Greta Hsu

Professor

Ph.D., Stanford University, Graduate School of Business

Greta Hsu is Professor of Management at the Graduate School of Management at University of California, Davis. She received her Ph.D. in Organizational Behavior, M.S. in Statistics, and M.A. and B.A. Sociology from Stanford University. 

Through her research, Hsu develops understanding of how market categories are socially constructed, how they are used and strategically manipulated by market actors, and how they shape market evolution and competitive dynamics. Her work includes studies of industry dynamics in the cannabis, e-cigarette, wine, film, book publishing, global fashion, and high-tech industries. She has published in journals such as Administrative Science Quarterly, Organization Science, Strategic Management Journal, American Sociological Review, and the British Medical Journal.

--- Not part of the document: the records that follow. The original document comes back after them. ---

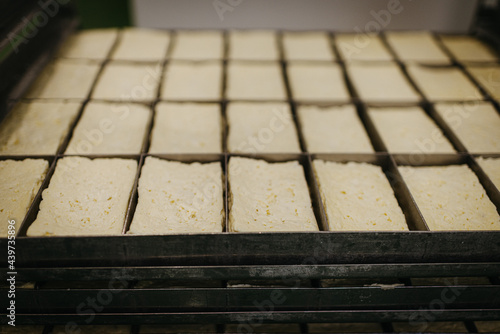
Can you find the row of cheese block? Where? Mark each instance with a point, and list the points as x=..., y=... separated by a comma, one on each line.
x=90, y=197
x=39, y=127
x=134, y=44
x=202, y=81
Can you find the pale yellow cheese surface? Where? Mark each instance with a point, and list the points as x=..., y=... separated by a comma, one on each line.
x=21, y=180
x=358, y=197
x=36, y=127
x=333, y=130
x=85, y=197
x=268, y=197
x=176, y=197
x=451, y=198
x=186, y=128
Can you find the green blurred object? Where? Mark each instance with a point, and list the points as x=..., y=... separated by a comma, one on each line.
x=103, y=14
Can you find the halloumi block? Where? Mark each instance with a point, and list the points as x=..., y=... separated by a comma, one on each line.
x=444, y=83
x=476, y=125
x=261, y=127
x=198, y=45
x=381, y=83
x=253, y=45
x=137, y=44
x=37, y=127
x=409, y=130
x=317, y=82
x=307, y=46
x=21, y=180
x=255, y=81
x=362, y=47
x=65, y=79
x=85, y=197
x=128, y=82
x=175, y=197
x=186, y=128
x=268, y=197
x=358, y=197
x=192, y=81
x=468, y=49
x=416, y=46
x=89, y=44
x=333, y=130
x=451, y=198
x=110, y=128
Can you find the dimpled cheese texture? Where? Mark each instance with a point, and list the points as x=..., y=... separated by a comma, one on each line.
x=307, y=46
x=192, y=81
x=128, y=82
x=255, y=81
x=37, y=127
x=110, y=128
x=261, y=127
x=417, y=47
x=175, y=197
x=444, y=84
x=382, y=82
x=350, y=191
x=468, y=49
x=409, y=130
x=451, y=198
x=198, y=45
x=491, y=167
x=253, y=45
x=21, y=180
x=89, y=44
x=362, y=47
x=142, y=45
x=333, y=130
x=476, y=125
x=317, y=82
x=85, y=197
x=268, y=197
x=65, y=79
x=186, y=128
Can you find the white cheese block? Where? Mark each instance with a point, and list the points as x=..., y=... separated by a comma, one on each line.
x=198, y=45
x=192, y=81
x=409, y=130
x=175, y=197
x=307, y=46
x=21, y=180
x=451, y=198
x=444, y=84
x=37, y=127
x=362, y=47
x=85, y=197
x=476, y=125
x=358, y=197
x=261, y=127
x=317, y=82
x=89, y=44
x=65, y=79
x=255, y=81
x=253, y=45
x=333, y=130
x=128, y=82
x=491, y=167
x=186, y=128
x=468, y=49
x=381, y=83
x=142, y=45
x=416, y=46
x=110, y=128
x=268, y=197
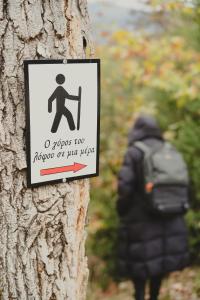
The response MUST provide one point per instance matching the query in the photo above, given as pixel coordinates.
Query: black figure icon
(60, 94)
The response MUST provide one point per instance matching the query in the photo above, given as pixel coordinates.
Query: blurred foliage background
(157, 74)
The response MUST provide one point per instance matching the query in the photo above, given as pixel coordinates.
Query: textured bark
(42, 230)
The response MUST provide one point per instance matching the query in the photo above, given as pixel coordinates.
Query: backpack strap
(143, 147)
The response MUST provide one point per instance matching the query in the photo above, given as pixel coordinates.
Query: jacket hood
(144, 127)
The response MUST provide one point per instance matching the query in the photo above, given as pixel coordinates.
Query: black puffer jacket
(148, 245)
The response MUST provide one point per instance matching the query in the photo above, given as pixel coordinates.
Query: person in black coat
(149, 246)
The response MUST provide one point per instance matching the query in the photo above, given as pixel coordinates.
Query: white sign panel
(62, 119)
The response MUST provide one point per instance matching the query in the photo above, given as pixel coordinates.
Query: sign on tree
(62, 109)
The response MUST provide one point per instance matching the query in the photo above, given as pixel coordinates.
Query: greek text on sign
(62, 119)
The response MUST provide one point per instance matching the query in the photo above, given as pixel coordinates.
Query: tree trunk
(42, 234)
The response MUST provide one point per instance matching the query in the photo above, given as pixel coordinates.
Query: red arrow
(75, 168)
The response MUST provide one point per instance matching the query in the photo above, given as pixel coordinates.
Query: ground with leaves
(178, 286)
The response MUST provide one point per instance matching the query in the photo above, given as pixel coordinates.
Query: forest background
(156, 72)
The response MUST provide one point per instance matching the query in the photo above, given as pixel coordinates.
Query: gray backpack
(166, 180)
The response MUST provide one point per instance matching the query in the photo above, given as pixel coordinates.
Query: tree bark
(42, 230)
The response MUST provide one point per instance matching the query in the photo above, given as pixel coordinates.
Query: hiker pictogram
(60, 94)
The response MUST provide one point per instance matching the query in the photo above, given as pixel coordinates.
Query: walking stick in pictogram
(79, 108)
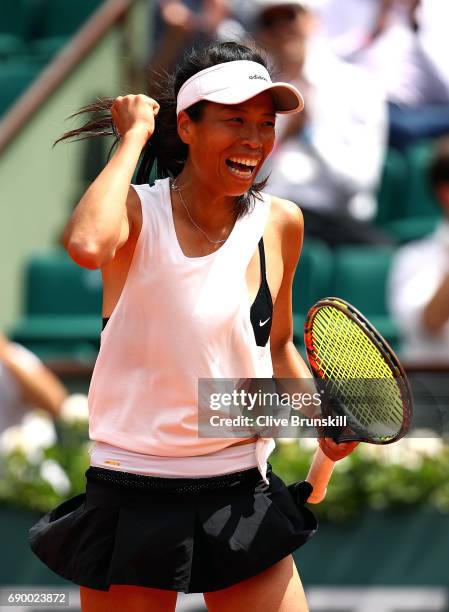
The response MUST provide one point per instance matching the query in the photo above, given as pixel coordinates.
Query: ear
(184, 127)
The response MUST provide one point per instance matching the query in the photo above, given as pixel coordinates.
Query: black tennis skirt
(193, 535)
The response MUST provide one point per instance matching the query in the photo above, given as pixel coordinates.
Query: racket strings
(348, 357)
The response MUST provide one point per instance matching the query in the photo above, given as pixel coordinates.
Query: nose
(251, 136)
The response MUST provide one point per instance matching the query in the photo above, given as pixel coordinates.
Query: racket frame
(381, 344)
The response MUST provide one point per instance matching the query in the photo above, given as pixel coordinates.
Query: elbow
(89, 256)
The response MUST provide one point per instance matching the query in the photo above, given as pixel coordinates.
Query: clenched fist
(336, 451)
(135, 114)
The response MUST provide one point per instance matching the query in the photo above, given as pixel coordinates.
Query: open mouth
(243, 168)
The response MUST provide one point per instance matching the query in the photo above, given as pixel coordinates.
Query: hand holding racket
(350, 356)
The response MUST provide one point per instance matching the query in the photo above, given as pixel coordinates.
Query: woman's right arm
(100, 223)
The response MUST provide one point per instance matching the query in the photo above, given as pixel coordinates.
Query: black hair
(439, 166)
(165, 152)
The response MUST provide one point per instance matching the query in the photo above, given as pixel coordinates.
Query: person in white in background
(402, 45)
(25, 384)
(328, 160)
(419, 280)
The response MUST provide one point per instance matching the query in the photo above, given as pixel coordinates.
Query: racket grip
(319, 475)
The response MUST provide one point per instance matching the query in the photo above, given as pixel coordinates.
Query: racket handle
(319, 476)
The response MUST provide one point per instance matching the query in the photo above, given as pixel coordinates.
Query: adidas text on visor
(236, 82)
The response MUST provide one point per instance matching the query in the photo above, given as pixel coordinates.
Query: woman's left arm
(287, 362)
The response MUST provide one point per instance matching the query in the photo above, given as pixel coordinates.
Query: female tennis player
(197, 274)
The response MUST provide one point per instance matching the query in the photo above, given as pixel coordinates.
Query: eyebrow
(238, 109)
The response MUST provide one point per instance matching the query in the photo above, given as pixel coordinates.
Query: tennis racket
(362, 379)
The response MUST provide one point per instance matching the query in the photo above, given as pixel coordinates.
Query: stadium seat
(419, 199)
(391, 193)
(312, 281)
(360, 276)
(13, 28)
(15, 77)
(62, 308)
(57, 21)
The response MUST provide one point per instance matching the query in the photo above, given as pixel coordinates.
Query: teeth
(247, 162)
(243, 173)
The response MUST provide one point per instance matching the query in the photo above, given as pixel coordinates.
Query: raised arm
(101, 222)
(287, 362)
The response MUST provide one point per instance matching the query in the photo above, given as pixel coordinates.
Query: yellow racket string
(347, 356)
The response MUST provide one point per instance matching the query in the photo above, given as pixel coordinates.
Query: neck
(211, 210)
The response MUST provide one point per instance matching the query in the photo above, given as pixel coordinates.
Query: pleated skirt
(190, 535)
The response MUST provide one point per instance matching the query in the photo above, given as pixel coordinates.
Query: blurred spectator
(183, 23)
(25, 384)
(419, 281)
(329, 158)
(401, 44)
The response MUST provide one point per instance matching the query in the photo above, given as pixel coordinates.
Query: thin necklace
(175, 187)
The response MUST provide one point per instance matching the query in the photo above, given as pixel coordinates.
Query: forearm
(436, 313)
(95, 226)
(288, 363)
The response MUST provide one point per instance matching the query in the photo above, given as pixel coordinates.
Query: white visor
(236, 82)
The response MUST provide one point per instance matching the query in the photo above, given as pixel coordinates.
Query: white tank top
(178, 319)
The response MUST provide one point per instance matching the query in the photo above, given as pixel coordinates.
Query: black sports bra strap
(262, 260)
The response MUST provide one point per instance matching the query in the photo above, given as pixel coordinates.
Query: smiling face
(229, 144)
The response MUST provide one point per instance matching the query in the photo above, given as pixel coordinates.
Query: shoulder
(287, 216)
(288, 223)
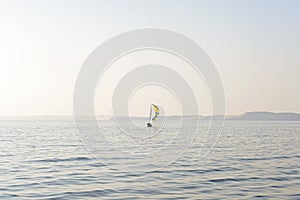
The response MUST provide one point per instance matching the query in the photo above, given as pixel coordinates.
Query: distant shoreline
(248, 116)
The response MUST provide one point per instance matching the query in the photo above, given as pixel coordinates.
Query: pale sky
(253, 43)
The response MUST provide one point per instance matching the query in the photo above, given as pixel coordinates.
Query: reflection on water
(46, 159)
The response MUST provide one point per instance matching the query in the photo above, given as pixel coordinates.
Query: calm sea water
(45, 159)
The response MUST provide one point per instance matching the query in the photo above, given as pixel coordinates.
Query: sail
(156, 112)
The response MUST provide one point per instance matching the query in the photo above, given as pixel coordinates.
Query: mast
(150, 113)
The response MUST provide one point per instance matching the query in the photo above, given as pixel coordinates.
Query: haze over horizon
(254, 45)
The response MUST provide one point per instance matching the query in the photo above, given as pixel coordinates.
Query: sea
(50, 158)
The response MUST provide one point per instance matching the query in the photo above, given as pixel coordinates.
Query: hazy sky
(254, 44)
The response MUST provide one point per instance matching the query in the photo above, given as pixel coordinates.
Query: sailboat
(156, 114)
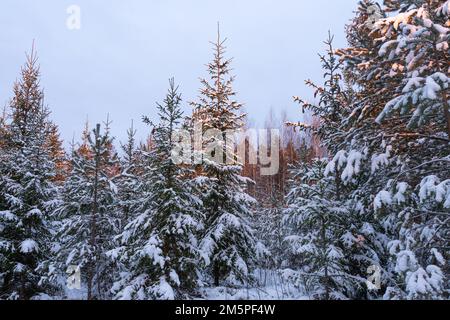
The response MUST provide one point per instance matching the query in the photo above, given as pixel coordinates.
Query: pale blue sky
(120, 60)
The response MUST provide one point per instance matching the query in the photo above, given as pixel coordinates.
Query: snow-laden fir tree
(228, 243)
(27, 194)
(129, 179)
(327, 214)
(400, 66)
(88, 214)
(159, 247)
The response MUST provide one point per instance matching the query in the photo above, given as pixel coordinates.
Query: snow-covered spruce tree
(401, 67)
(270, 231)
(88, 214)
(328, 197)
(129, 179)
(159, 247)
(321, 238)
(228, 243)
(27, 194)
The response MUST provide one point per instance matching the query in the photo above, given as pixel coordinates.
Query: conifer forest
(350, 200)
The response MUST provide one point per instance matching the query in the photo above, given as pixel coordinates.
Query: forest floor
(272, 287)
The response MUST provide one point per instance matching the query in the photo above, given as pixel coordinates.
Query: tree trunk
(446, 112)
(216, 272)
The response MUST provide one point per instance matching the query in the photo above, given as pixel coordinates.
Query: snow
(28, 246)
(274, 285)
(382, 198)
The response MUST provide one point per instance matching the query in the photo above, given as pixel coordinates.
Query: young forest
(359, 208)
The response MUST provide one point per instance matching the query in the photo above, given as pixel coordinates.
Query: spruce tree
(160, 247)
(228, 243)
(400, 68)
(88, 213)
(27, 193)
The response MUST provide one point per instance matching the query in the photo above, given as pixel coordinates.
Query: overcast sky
(120, 61)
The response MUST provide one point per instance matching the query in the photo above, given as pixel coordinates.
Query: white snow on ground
(272, 287)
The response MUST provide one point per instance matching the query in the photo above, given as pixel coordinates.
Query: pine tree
(159, 247)
(228, 243)
(88, 214)
(400, 66)
(334, 228)
(129, 179)
(27, 194)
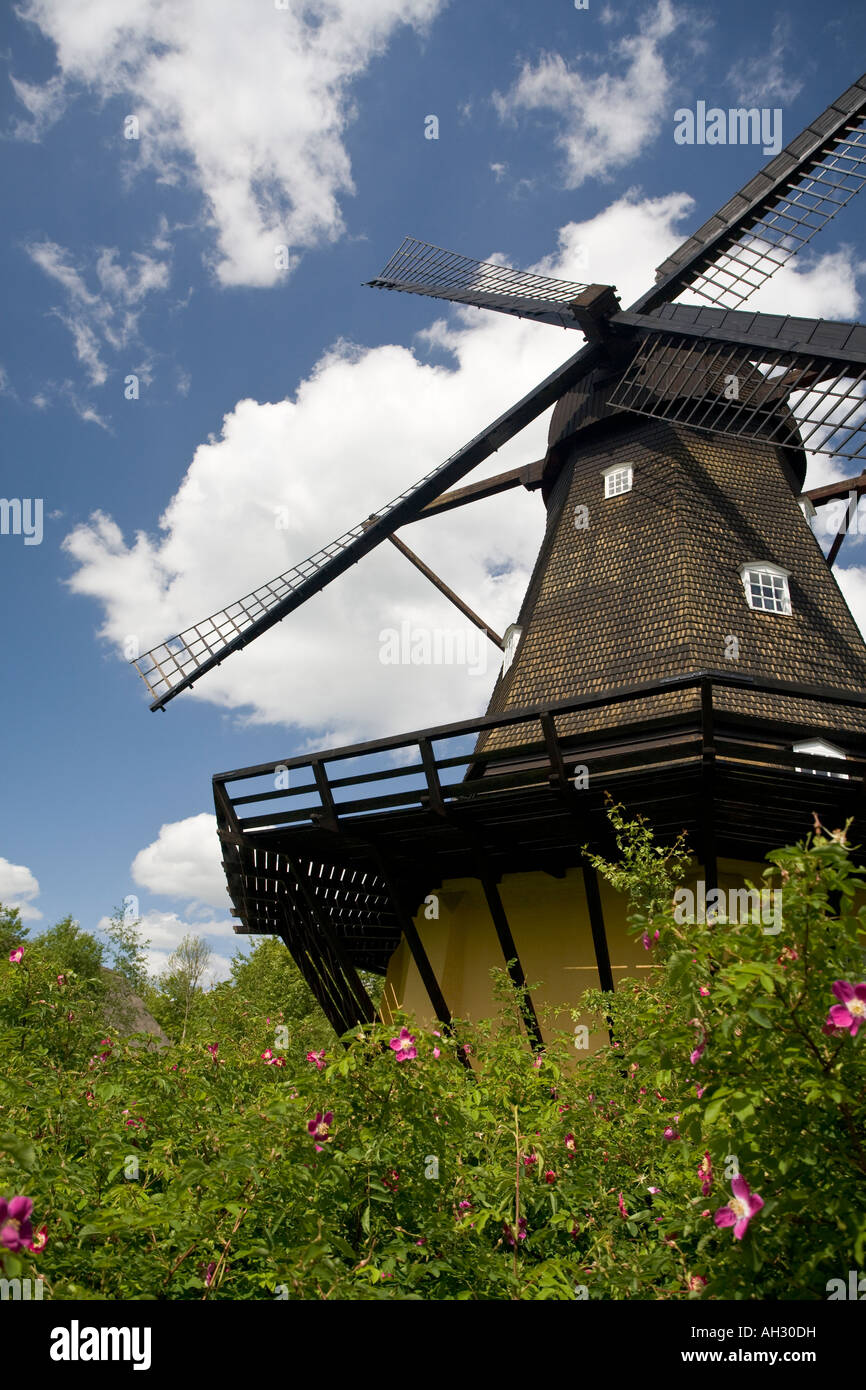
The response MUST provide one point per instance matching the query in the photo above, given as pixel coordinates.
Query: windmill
(683, 642)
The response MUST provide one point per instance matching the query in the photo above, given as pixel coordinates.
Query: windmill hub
(687, 649)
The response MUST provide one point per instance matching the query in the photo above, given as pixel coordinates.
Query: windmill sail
(776, 213)
(177, 663)
(790, 381)
(420, 268)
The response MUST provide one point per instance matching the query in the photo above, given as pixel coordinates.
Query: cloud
(106, 317)
(185, 862)
(45, 104)
(355, 432)
(852, 583)
(605, 121)
(246, 103)
(17, 887)
(363, 426)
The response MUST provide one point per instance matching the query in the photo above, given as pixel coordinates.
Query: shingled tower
(683, 642)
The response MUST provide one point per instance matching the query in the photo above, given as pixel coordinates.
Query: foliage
(234, 1165)
(128, 950)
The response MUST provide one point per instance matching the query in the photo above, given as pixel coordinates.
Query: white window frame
(822, 749)
(510, 642)
(776, 573)
(609, 476)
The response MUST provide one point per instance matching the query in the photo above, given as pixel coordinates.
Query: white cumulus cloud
(245, 102)
(184, 862)
(605, 120)
(17, 887)
(364, 424)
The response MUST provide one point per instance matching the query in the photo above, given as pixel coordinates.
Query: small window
(822, 749)
(512, 638)
(617, 480)
(766, 587)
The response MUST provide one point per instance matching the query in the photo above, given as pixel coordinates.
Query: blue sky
(300, 389)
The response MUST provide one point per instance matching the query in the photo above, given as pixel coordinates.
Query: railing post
(708, 784)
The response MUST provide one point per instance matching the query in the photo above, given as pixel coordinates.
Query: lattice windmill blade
(799, 382)
(421, 268)
(774, 214)
(177, 663)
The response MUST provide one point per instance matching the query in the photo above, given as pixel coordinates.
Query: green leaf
(20, 1150)
(761, 1019)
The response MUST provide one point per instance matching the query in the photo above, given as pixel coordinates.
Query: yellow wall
(549, 920)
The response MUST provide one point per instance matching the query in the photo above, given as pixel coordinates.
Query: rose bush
(713, 1150)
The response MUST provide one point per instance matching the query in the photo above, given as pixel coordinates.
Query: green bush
(232, 1166)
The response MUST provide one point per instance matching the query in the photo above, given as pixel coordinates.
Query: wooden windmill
(683, 642)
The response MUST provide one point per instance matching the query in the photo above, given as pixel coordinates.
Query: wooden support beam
(831, 491)
(708, 780)
(512, 959)
(597, 926)
(434, 786)
(449, 594)
(847, 520)
(528, 477)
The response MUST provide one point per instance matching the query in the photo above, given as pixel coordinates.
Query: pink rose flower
(403, 1045)
(850, 1014)
(742, 1205)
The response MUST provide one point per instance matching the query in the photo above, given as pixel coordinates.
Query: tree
(13, 933)
(71, 948)
(181, 980)
(128, 950)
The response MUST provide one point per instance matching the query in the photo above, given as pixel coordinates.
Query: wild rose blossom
(742, 1205)
(320, 1129)
(403, 1045)
(15, 1228)
(705, 1173)
(521, 1230)
(850, 1014)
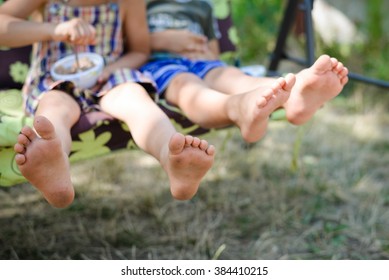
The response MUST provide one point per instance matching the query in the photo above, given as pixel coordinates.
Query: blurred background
(320, 191)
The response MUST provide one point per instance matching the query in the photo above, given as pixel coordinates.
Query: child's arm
(17, 31)
(136, 38)
(184, 43)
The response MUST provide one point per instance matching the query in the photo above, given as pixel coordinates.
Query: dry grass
(315, 192)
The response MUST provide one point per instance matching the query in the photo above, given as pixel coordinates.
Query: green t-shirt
(197, 16)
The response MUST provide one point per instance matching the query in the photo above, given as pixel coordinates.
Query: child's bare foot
(315, 85)
(188, 160)
(43, 163)
(255, 107)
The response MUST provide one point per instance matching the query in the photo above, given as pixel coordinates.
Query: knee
(181, 80)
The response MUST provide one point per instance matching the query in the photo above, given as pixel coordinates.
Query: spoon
(75, 51)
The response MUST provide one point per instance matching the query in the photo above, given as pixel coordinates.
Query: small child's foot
(188, 160)
(43, 162)
(315, 85)
(255, 107)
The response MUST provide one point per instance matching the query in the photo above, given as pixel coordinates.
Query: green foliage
(258, 22)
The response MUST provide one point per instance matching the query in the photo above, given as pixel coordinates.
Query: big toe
(323, 63)
(177, 143)
(44, 127)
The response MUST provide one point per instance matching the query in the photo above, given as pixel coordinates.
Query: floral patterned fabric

Hsu is an associate editor at Administrative Science Quarterly and co-editor of Research in Organizational Behavior. She was formerly a department editor and associate editor at Management Science, senior editor at Organization Science, and co-editor of the Culture and Economic Life book series at Stanford University Press.

Courses Taught 
The Individual & Group dynamics, Managing People in High-Performance Organizations, Strategy and Structure, People Analytics

Fast Facts

  • Expert in market categorization processes, organizational identity, and industry evolutionary dynamics

Awards

  • One of the Top Three Best Paper Awards for "The Impact of Mandated Pay Gap Transparency on Firms’ Reputations as Employers,” 2022, Saïd School of Business, Oxford University Center for Corporate Reputation's Annual Symposium, 2024
  • Seeman Faculty Term Fellowship, UC Davis, 2011.
  • Invited Speaker, Cornell University Johnson Graduate School of Management, 2011.
  • Invited Speaker, The 13th Organizational Ecology Conference, Helsinki, Finland, 2010.
  • Research Grant, National Science Foundation, Co-Primary Investigator on “SoD-TEAM: Longitudinal effects of design in open source projects,” ($750,000), 2006-09.
  • Industry Studies Program Travel Grant, Sloan Foundation, (with S. Grodal), 2008.
  • Small Grant in Aid of Research, UC Davis.